Running the Provided Example

  1. Download the DIC-C2DH-HeLa and DIC-C2DH-HeLa_track folders (which contain the trained CN-Pos and CN-Mov checkpoints for DIC-C2DH-HeLa) from https://drive.google.com/drive/folders/1zvqZiFwMUMwReB1jdSMTUtTKqiX2KGRG?usp=drive_link
  2. Place both folders into ./ControlNet/models/ in the following structure:
SynCellFactory/
└── ControlNet/
    └── models/
        ├── DIC-C2DH-HeLa/
        │   └── last.ckpt
        └── DIC-C2DH-HeLa_track/
            └── last.ckpt
  1. Download the official 2D datasets from the CTC : http://data.celltrackingchallenge.net/training-datasets/DIC-C2DH-HeLa.zip
  2. Place the train and test datasets from the CTC (labeled 01 and 02 ) in ./Inputs/DIC-C2DH-HeLa/ in the following structure:
SynCellFactory/
└── Inputs/
    └── DIC-C2DH-HeLa/
        ├── test/
        │   ├── 01/
        │   ├── 01_GT/
        │   └── 01_ST/
        └── train/
            ├── 02/
            ├── 02_GT/
            └── 02_ST/
  1. Start the SynCellFactory sampling process:
    python main.py DIC-C2DH-HeLa
    

Configurations

This will load the predefined sampling parameters from ./configs/DIC-C2DH-HeLa.json as follows::

"name": "DIC-C2DH-HeLa", #name of the dataset, should be chosen to be the original name from the CTC
"num_vid": 3,	      # The number of videos to be generated
"num_timeframes": 12,    # How many timeframes should be generated per video
"sp_prob": 0.15,         # Parameter to scale the frequency of splitting events
"d_mitosis": 4,	      # How long is the visual mitosis cycle
"n_cells": [5,7],	      # How many cells should be in the last timeframe; this will be uniformly sampled from the given range and should be in the same order as for the training set
"train_CNet": false,     # Should new ControlNets be trained on this dataset; setting this to true will start the automated training process
"cuda_index": 0,         # GPU index for sampling and training
"cellpose_path": "",     # Path to the finetuned Cellpose model; in this example we use the basemodel CPx for simplicity
"cellpose_modelname": "CPx" #name of the finetuned Cellpose model; in this example we use the basemodel CPx for simplicity

Parameters can be changed.
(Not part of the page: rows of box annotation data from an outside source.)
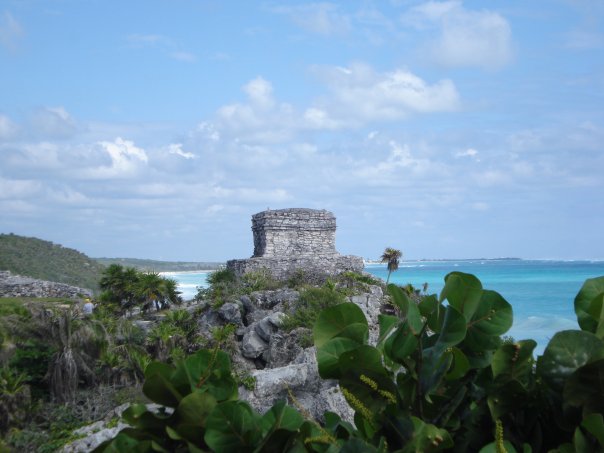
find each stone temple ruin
[227,208,363,280]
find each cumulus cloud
[0,11,24,52]
[455,148,478,160]
[271,3,352,36]
[168,143,197,159]
[0,115,17,140]
[212,64,461,143]
[29,107,79,139]
[402,0,513,69]
[316,64,460,123]
[83,137,149,179]
[126,33,197,63]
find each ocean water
[161,272,209,300]
[165,260,604,353]
[365,260,604,353]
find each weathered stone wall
[227,209,363,280]
[252,209,337,257]
[0,271,92,299]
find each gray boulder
[241,328,268,359]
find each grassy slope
[0,234,104,290]
[94,258,223,272]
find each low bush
[281,283,347,332]
[97,272,604,453]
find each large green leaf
[255,401,304,452]
[439,272,482,321]
[143,362,188,408]
[464,290,514,351]
[581,414,604,448]
[388,284,423,335]
[313,302,369,348]
[384,321,419,364]
[400,417,453,453]
[445,348,470,381]
[587,293,604,339]
[537,330,604,391]
[172,350,237,401]
[204,401,261,453]
[378,314,401,343]
[487,380,527,420]
[317,337,359,379]
[434,305,466,354]
[575,276,604,333]
[564,360,604,413]
[418,348,453,401]
[491,340,537,385]
[174,392,216,445]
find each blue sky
[0,0,604,261]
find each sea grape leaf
[581,414,604,447]
[445,348,470,381]
[256,400,304,451]
[434,305,466,354]
[143,362,183,408]
[491,340,537,385]
[439,272,482,322]
[587,293,604,339]
[487,379,527,420]
[575,276,604,333]
[563,359,604,413]
[204,401,261,453]
[537,330,604,391]
[175,392,216,445]
[464,290,514,351]
[388,284,423,335]
[384,321,419,364]
[378,314,400,343]
[400,417,453,453]
[317,337,359,379]
[313,302,369,348]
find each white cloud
[30,107,79,139]
[0,176,42,200]
[82,137,149,179]
[272,3,352,36]
[455,148,478,160]
[317,64,460,124]
[212,63,460,143]
[0,11,24,52]
[170,51,197,63]
[168,143,197,159]
[0,115,17,140]
[402,1,513,69]
[126,33,197,63]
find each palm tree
[381,247,403,284]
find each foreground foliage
[97,272,604,453]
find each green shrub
[281,281,346,332]
[98,272,604,453]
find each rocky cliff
[0,271,92,299]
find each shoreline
[159,269,216,275]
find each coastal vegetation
[380,247,403,284]
[92,272,604,452]
[0,234,104,290]
[99,264,182,313]
[0,249,604,453]
[94,258,223,272]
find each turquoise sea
[168,259,604,353]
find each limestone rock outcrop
[0,271,92,299]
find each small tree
[381,247,403,284]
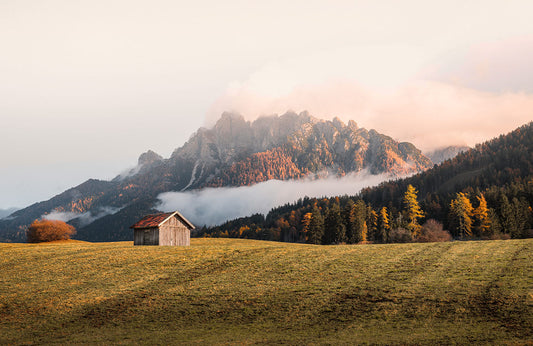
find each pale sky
[0,0,533,208]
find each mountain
[196,122,533,242]
[425,145,470,164]
[0,112,433,241]
[0,208,18,220]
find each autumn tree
[403,184,424,238]
[450,192,473,238]
[473,194,490,236]
[417,219,452,243]
[26,220,76,243]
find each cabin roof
[130,211,194,229]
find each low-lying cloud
[208,38,533,151]
[41,207,122,227]
[156,172,390,226]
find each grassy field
[0,239,533,345]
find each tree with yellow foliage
[403,184,424,239]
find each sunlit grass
[0,239,533,344]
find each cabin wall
[159,217,191,246]
[133,228,159,245]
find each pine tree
[474,194,490,237]
[366,206,378,241]
[487,208,502,237]
[403,184,424,239]
[307,204,324,244]
[352,199,368,244]
[376,207,390,243]
[499,193,518,235]
[324,202,346,244]
[450,192,473,238]
[343,199,355,244]
[301,213,313,242]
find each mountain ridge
[0,112,433,241]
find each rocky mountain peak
[138,150,163,166]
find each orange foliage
[208,148,308,187]
[26,220,76,243]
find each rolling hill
[0,239,533,345]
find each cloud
[156,172,389,226]
[208,39,533,151]
[41,207,123,227]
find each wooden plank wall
[133,228,159,245]
[159,217,191,246]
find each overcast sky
[0,0,533,208]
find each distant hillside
[0,208,18,219]
[197,123,533,243]
[425,145,470,164]
[0,112,432,241]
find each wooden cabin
[130,211,194,246]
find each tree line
[196,123,533,244]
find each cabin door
[143,231,151,245]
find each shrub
[389,227,413,243]
[26,220,76,243]
[416,219,452,243]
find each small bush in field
[416,219,452,243]
[26,220,76,243]
[389,227,413,243]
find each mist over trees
[26,220,76,243]
[196,123,533,244]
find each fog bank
[156,172,390,226]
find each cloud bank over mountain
[208,38,533,151]
[156,172,388,226]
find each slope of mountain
[197,122,533,241]
[0,208,18,220]
[424,145,470,164]
[0,112,432,241]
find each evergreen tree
[307,204,324,244]
[511,197,529,239]
[324,202,346,244]
[366,206,378,241]
[343,199,355,244]
[352,199,368,244]
[376,207,390,243]
[486,208,502,237]
[403,184,424,239]
[499,193,518,235]
[474,193,490,237]
[300,213,313,242]
[450,192,473,238]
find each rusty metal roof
[130,211,194,228]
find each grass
[0,239,533,345]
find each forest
[194,123,533,244]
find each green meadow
[0,239,533,345]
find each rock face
[0,112,433,241]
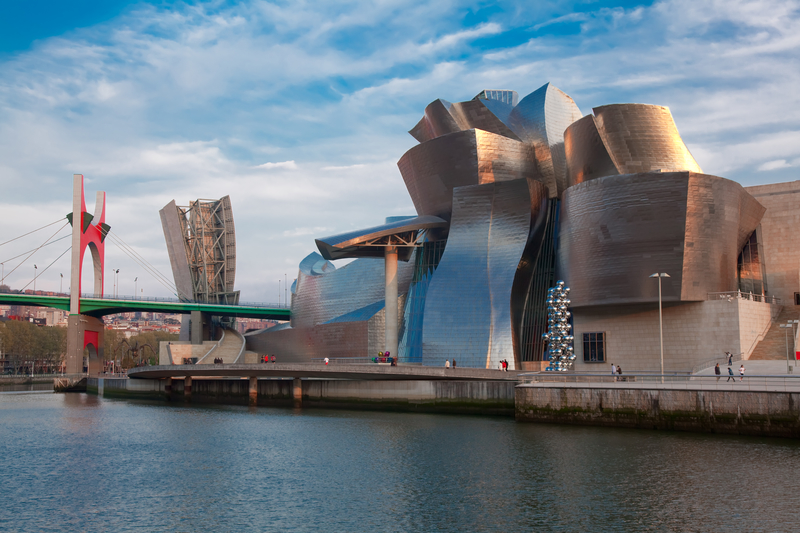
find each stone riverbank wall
[87,378,516,417]
[515,385,800,438]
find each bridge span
[0,293,291,320]
[128,363,520,382]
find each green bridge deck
[0,293,291,320]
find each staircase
[197,329,244,365]
[750,305,800,361]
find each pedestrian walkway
[695,359,800,379]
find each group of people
[714,360,745,383]
[372,350,397,366]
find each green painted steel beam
[0,293,291,320]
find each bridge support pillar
[66,314,105,375]
[249,376,258,406]
[292,378,303,407]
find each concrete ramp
[197,328,244,365]
[750,305,800,361]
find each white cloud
[255,161,297,170]
[758,159,792,172]
[322,165,364,170]
[0,0,800,301]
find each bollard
[250,376,258,405]
[292,378,303,407]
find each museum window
[583,332,606,363]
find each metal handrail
[518,372,800,391]
[708,291,781,305]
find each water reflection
[0,394,800,532]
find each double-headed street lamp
[778,320,800,374]
[650,272,669,383]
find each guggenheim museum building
[246,84,800,372]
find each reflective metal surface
[316,215,448,261]
[594,104,703,174]
[542,280,575,372]
[245,252,413,362]
[508,83,582,197]
[558,172,764,307]
[564,115,619,187]
[422,180,547,369]
[397,130,539,220]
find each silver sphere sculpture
[542,280,575,372]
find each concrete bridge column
[292,378,303,407]
[250,376,258,405]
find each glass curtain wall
[398,240,447,364]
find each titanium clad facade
[743,181,800,306]
[397,130,539,220]
[291,252,413,329]
[508,83,582,198]
[558,172,764,307]
[564,115,619,188]
[422,180,547,368]
[593,104,703,174]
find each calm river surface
[0,392,800,532]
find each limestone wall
[573,298,779,373]
[516,385,800,438]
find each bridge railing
[77,293,291,309]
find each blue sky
[0,0,800,301]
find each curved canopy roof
[316,215,448,261]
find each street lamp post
[778,320,794,374]
[650,272,669,383]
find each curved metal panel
[316,215,448,261]
[397,130,547,220]
[292,253,413,329]
[508,83,582,197]
[450,100,520,141]
[564,115,619,188]
[558,172,764,307]
[422,180,547,368]
[594,104,703,174]
[408,99,463,143]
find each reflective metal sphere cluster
[542,280,575,372]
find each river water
[0,392,800,532]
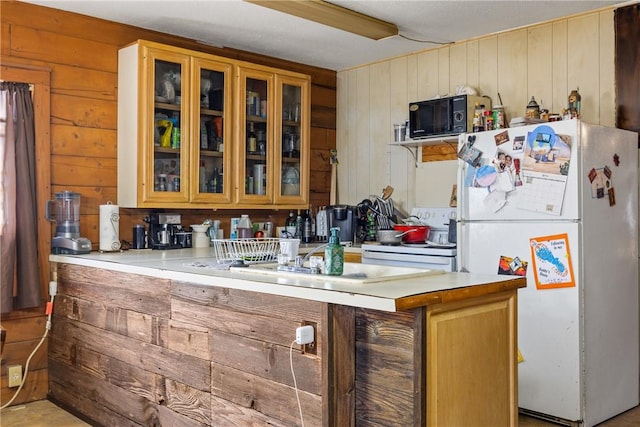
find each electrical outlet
[7,365,22,388]
[296,321,318,355]
[296,325,314,345]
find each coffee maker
[46,191,91,255]
[324,205,358,243]
[144,213,183,249]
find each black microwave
[409,95,491,139]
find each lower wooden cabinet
[49,264,518,427]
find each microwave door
[433,99,453,135]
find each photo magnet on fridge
[458,142,482,167]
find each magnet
[608,187,616,206]
[493,130,509,145]
[476,165,498,187]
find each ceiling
[21,0,635,71]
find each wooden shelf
[390,135,458,167]
[391,135,459,147]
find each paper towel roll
[100,202,120,252]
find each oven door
[362,250,456,272]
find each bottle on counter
[238,214,253,239]
[301,209,313,243]
[284,211,296,237]
[324,227,344,276]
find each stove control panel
[411,208,457,246]
[411,208,456,230]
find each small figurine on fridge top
[567,88,582,119]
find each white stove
[362,208,457,272]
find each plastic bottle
[302,209,313,243]
[324,227,344,276]
[238,214,253,239]
[200,160,207,193]
[294,209,302,240]
[284,211,296,237]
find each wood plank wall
[0,0,336,403]
[49,265,327,427]
[337,8,620,209]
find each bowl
[191,224,209,233]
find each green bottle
[324,227,344,276]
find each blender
[46,191,91,255]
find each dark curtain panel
[0,82,42,313]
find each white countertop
[49,248,514,311]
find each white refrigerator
[457,119,640,426]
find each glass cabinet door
[236,69,274,204]
[275,75,310,204]
[143,49,190,202]
[191,58,233,203]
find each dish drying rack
[211,238,280,266]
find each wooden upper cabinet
[236,65,310,208]
[118,41,310,209]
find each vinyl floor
[0,400,640,427]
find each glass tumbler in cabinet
[238,70,273,204]
[276,76,309,204]
[191,59,231,203]
[146,56,189,202]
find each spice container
[493,104,507,129]
[525,96,540,119]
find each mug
[280,239,300,261]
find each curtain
[0,82,42,313]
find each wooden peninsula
[49,248,526,427]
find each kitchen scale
[46,191,91,255]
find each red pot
[393,224,431,243]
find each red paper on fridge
[529,233,576,290]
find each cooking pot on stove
[393,224,431,243]
[378,228,414,245]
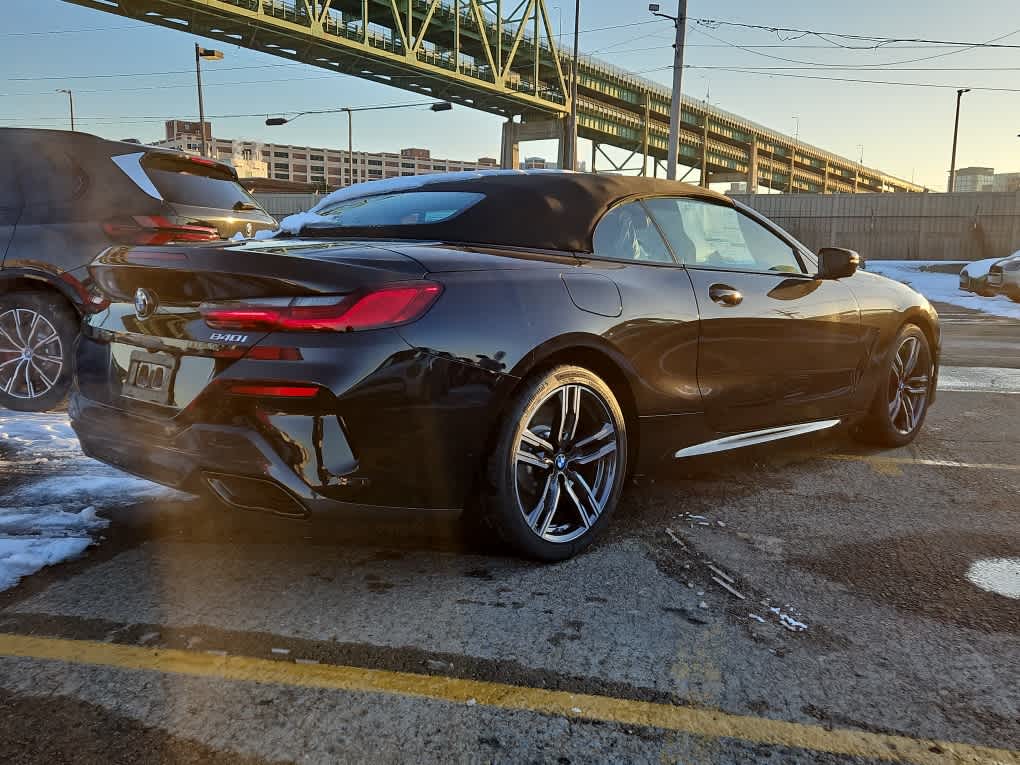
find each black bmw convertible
[70,172,939,560]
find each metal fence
[254,193,322,220]
[733,193,1020,260]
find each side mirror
[818,247,861,279]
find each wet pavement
[0,301,1020,763]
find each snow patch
[0,537,92,592]
[868,258,1020,319]
[967,558,1020,600]
[963,258,1007,278]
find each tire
[0,292,79,412]
[854,324,934,447]
[468,366,627,562]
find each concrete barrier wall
[254,194,322,220]
[733,193,1020,260]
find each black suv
[0,128,276,411]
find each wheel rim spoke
[24,361,36,399]
[0,326,24,352]
[0,308,63,399]
[32,333,58,350]
[889,389,903,422]
[520,428,556,454]
[517,449,553,470]
[14,308,32,348]
[903,374,928,396]
[565,470,602,528]
[511,384,620,544]
[903,396,915,430]
[574,422,615,450]
[570,440,616,465]
[903,338,921,379]
[888,337,931,436]
[30,361,56,389]
[558,386,580,448]
[530,475,560,538]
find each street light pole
[949,88,970,194]
[57,88,74,133]
[648,0,685,181]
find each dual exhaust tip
[204,473,309,518]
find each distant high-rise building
[154,119,498,188]
[954,167,996,193]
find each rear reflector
[212,346,302,361]
[103,215,219,245]
[226,383,320,399]
[200,282,443,332]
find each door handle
[708,285,744,306]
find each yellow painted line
[0,633,1020,765]
[824,454,1020,475]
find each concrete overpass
[65,0,925,193]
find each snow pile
[263,169,568,240]
[0,507,109,592]
[964,258,1007,278]
[0,410,175,591]
[868,260,1020,319]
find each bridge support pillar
[748,138,758,194]
[500,118,520,170]
[701,119,709,189]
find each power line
[695,29,1020,68]
[0,27,139,37]
[6,63,307,83]
[677,65,1020,93]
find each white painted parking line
[938,366,1020,395]
[825,454,1020,475]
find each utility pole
[195,43,223,157]
[648,0,685,181]
[557,0,580,170]
[342,109,357,186]
[57,88,74,133]
[949,88,970,194]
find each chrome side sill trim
[110,151,163,202]
[673,419,842,459]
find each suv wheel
[0,292,79,412]
[472,366,627,561]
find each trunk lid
[79,240,423,417]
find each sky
[0,0,1020,191]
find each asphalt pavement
[0,306,1020,765]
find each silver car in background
[987,252,1020,303]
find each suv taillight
[103,215,219,245]
[199,282,443,332]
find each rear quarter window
[142,154,260,210]
[316,192,485,227]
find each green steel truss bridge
[65,0,925,193]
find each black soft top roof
[303,171,732,252]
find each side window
[19,142,88,206]
[594,202,676,263]
[646,198,804,273]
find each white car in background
[960,258,1004,298]
[987,252,1020,303]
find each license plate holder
[121,351,177,406]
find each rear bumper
[69,393,370,517]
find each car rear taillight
[226,383,322,399]
[103,215,219,245]
[199,282,443,332]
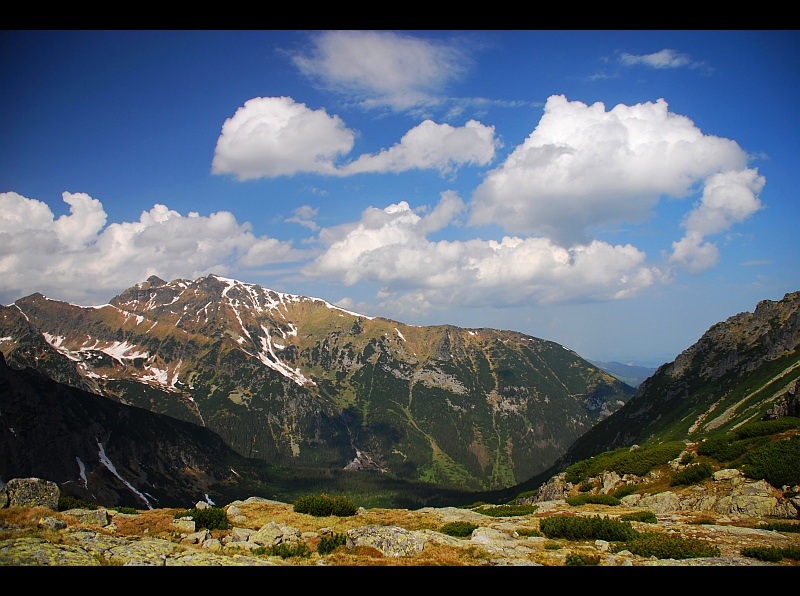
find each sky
[0,29,800,367]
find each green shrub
[317,533,347,555]
[175,507,228,530]
[729,416,800,440]
[253,542,311,559]
[781,546,800,561]
[565,441,685,484]
[619,511,658,524]
[539,515,638,542]
[58,495,97,511]
[742,435,800,486]
[565,553,600,565]
[294,493,358,517]
[624,532,720,559]
[611,484,638,499]
[564,493,619,507]
[669,461,714,486]
[697,436,747,462]
[439,522,478,538]
[475,505,539,517]
[739,546,783,563]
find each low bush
[739,546,783,563]
[293,493,358,517]
[539,515,638,542]
[697,436,747,462]
[669,462,714,486]
[317,533,347,555]
[253,542,311,559]
[619,511,658,524]
[565,441,685,484]
[611,484,638,499]
[729,416,800,440]
[58,495,97,511]
[475,505,539,517]
[564,553,600,565]
[564,493,619,507]
[175,507,228,530]
[439,522,478,538]
[620,532,720,559]
[742,435,800,486]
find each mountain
[0,353,276,509]
[545,292,800,476]
[0,275,635,491]
[589,360,656,389]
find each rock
[0,478,61,511]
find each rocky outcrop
[0,488,800,567]
[518,469,800,519]
[0,478,61,511]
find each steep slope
[557,292,800,469]
[0,275,634,490]
[0,354,282,509]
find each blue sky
[0,30,800,366]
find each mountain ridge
[0,275,634,490]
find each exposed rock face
[546,292,800,468]
[0,478,61,511]
[0,486,798,567]
[0,275,634,491]
[764,381,800,420]
[532,469,800,519]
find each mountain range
[0,275,800,507]
[0,275,634,500]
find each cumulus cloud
[0,192,307,303]
[620,49,694,69]
[211,97,500,181]
[670,169,766,273]
[286,205,319,231]
[211,97,355,181]
[293,31,468,110]
[303,192,665,314]
[341,120,498,174]
[469,95,747,247]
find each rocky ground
[0,498,800,568]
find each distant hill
[560,292,800,467]
[589,360,656,388]
[0,275,635,491]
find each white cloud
[211,97,355,181]
[341,120,498,174]
[211,97,499,181]
[470,95,747,246]
[293,31,467,110]
[620,49,694,69]
[304,192,666,314]
[0,192,308,303]
[670,169,766,273]
[286,205,319,231]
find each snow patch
[97,441,153,509]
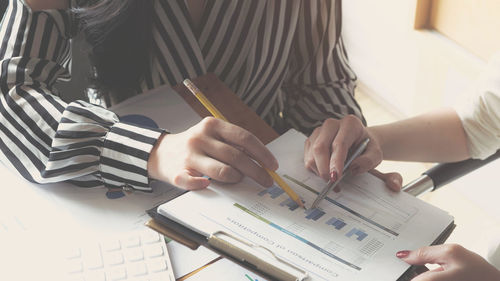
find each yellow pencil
[184,79,305,209]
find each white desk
[422,160,500,268]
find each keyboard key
[125,248,144,261]
[85,270,106,281]
[148,258,167,272]
[83,245,104,269]
[61,230,175,281]
[68,275,85,281]
[65,248,82,259]
[141,231,160,244]
[123,235,141,248]
[66,260,83,273]
[149,272,175,281]
[108,266,127,281]
[127,262,148,276]
[104,252,125,265]
[144,244,164,258]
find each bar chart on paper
[159,129,452,281]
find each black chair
[403,150,500,196]
[0,0,9,21]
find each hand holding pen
[183,79,305,208]
[304,115,402,195]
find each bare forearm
[369,109,470,162]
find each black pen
[311,138,370,208]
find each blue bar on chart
[326,218,346,230]
[345,228,368,241]
[306,208,325,221]
[280,198,299,211]
[259,185,285,199]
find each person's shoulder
[24,0,69,11]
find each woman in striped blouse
[0,0,363,191]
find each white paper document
[158,130,453,280]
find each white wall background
[342,0,485,117]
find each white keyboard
[65,229,175,281]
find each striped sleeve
[0,0,162,191]
[282,0,364,133]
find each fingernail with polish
[396,250,410,259]
[351,164,359,175]
[330,170,337,182]
[392,179,402,186]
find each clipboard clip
[208,231,309,281]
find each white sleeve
[457,53,500,159]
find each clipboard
[146,203,308,281]
[146,202,456,281]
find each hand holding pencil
[184,79,305,208]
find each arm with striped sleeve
[0,0,163,191]
[282,0,364,133]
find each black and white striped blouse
[0,0,362,191]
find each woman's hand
[148,117,278,190]
[396,244,500,281]
[304,115,402,191]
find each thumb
[396,245,448,265]
[174,170,210,190]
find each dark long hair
[73,0,153,95]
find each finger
[368,169,403,191]
[174,167,210,190]
[412,267,455,281]
[203,140,273,187]
[330,116,366,177]
[304,127,320,175]
[312,119,339,181]
[211,120,278,171]
[188,155,243,183]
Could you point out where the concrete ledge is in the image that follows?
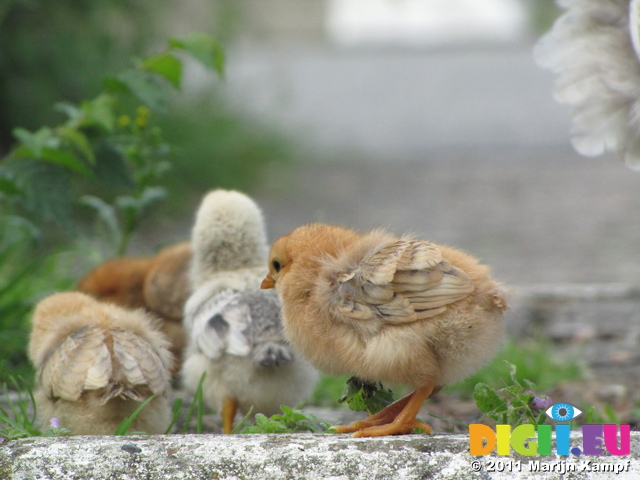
[0,431,640,480]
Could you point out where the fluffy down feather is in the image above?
[262,224,507,436]
[181,190,317,433]
[183,291,316,422]
[77,242,191,373]
[29,292,173,435]
[534,0,640,170]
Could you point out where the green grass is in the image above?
[443,338,585,399]
[309,338,585,408]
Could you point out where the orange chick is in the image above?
[29,292,173,435]
[262,223,507,437]
[77,242,192,373]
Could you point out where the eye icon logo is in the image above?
[545,403,582,422]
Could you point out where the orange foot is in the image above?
[221,397,238,434]
[332,386,434,437]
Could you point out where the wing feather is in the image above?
[111,329,169,395]
[191,290,251,360]
[40,327,113,401]
[333,239,474,324]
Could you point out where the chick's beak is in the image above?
[260,277,276,290]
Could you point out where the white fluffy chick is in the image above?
[29,292,173,435]
[534,0,640,170]
[184,290,317,433]
[181,190,317,433]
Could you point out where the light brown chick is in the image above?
[262,223,507,437]
[77,242,192,373]
[29,292,173,435]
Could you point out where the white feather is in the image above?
[534,0,640,169]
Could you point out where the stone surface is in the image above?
[0,432,640,480]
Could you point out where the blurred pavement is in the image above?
[198,42,640,284]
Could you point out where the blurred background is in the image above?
[0,0,640,428]
[0,0,640,283]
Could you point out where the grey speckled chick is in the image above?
[183,290,317,433]
[181,190,317,433]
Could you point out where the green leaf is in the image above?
[473,383,506,414]
[504,360,521,387]
[38,147,93,178]
[58,127,96,165]
[338,377,393,413]
[114,395,155,435]
[142,53,182,89]
[13,127,60,157]
[0,174,22,196]
[5,159,75,231]
[79,195,122,243]
[169,33,225,75]
[107,70,169,110]
[63,93,116,133]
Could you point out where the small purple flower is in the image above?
[524,390,553,410]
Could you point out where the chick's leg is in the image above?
[221,397,238,433]
[331,392,413,433]
[331,385,443,437]
[353,385,434,437]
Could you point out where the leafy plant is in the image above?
[0,34,224,386]
[0,377,70,440]
[240,405,330,433]
[0,34,224,255]
[338,377,393,415]
[114,395,155,435]
[445,338,585,399]
[473,361,551,426]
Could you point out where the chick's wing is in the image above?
[40,327,113,401]
[335,239,474,323]
[191,291,251,360]
[111,329,169,395]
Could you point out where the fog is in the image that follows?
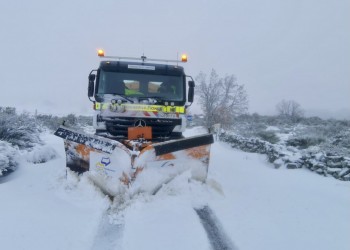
[0,0,350,118]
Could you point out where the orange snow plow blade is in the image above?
[55,126,214,190]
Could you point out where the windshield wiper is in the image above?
[138,96,167,103]
[111,93,134,103]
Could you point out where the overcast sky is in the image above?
[0,0,350,118]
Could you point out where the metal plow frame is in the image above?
[55,126,214,185]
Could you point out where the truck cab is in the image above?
[88,53,194,141]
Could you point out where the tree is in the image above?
[276,100,304,122]
[196,69,248,129]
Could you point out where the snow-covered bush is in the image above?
[0,112,41,149]
[256,130,279,144]
[0,140,18,176]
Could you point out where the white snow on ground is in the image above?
[0,128,350,250]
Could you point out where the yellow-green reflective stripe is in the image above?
[95,102,185,113]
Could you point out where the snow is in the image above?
[0,128,350,250]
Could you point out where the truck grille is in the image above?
[100,117,181,139]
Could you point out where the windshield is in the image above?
[97,70,184,101]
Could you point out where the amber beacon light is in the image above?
[181,54,187,62]
[97,49,105,57]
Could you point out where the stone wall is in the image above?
[220,134,350,181]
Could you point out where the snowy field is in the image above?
[0,129,350,250]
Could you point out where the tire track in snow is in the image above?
[194,206,237,250]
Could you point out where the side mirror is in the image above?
[187,81,196,102]
[88,74,96,97]
[89,74,96,82]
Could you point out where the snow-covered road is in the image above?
[0,130,350,250]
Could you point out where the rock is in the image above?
[286,162,300,169]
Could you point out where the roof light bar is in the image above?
[97,49,187,63]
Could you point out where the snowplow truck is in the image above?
[55,50,213,193]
New config files can be created for all datasets in the same manner by copying and renaming the .json file in the ./configs/ folder.

Output

The generated videos in CellTrackingChallenge format can be found in ./Outputs

Other Datasets

To apply SynCellFactory to other datasets, create a corresponding config file in ./configs named after the dataset of interest. Then, follow the same procedure as described above for DIC-C2DH-HeLa, but rename everything accordingly. For now, the following checkpoints are available for demonstration purposes on https://drive.google.com/drive/folders/1zvqZiFwMUMwReB1jdSMTUtTKqiX2KGRG?usp=drive_link:

Fluo-C2DL-Huh7
Fluo-N2DH-GOWT1
DIC-C2DH-HeLa

Training

Automated training can be started by downloading control _ sd15 _ cell.ckpt from Google Drive (https://drive.google.com/drive/folders/1zvqZiFwMUMwReB1jdSMTUtTKqiX2KGRG?usp=drive_link) and place it into ./ControlNet/models/ in the following structure:

SynCellFactory/
└── ControlNet/
    └── models/
        └── control_sd15_cell.ckpt

This ckpt serves as the initial ckpt for the automated training. Create a corresponding .json file in the './configs' subfolder named after the dataset of interest and set "train_CNet" to true. To start training, run the following command:

python main.py Dataset_name

This will automatically start the training of the dataset and will sample new videos once the training is finished.

Ensure that your datasets follow the Cell Tracking Challenge format and adhere to the folder structure explained in Step 4.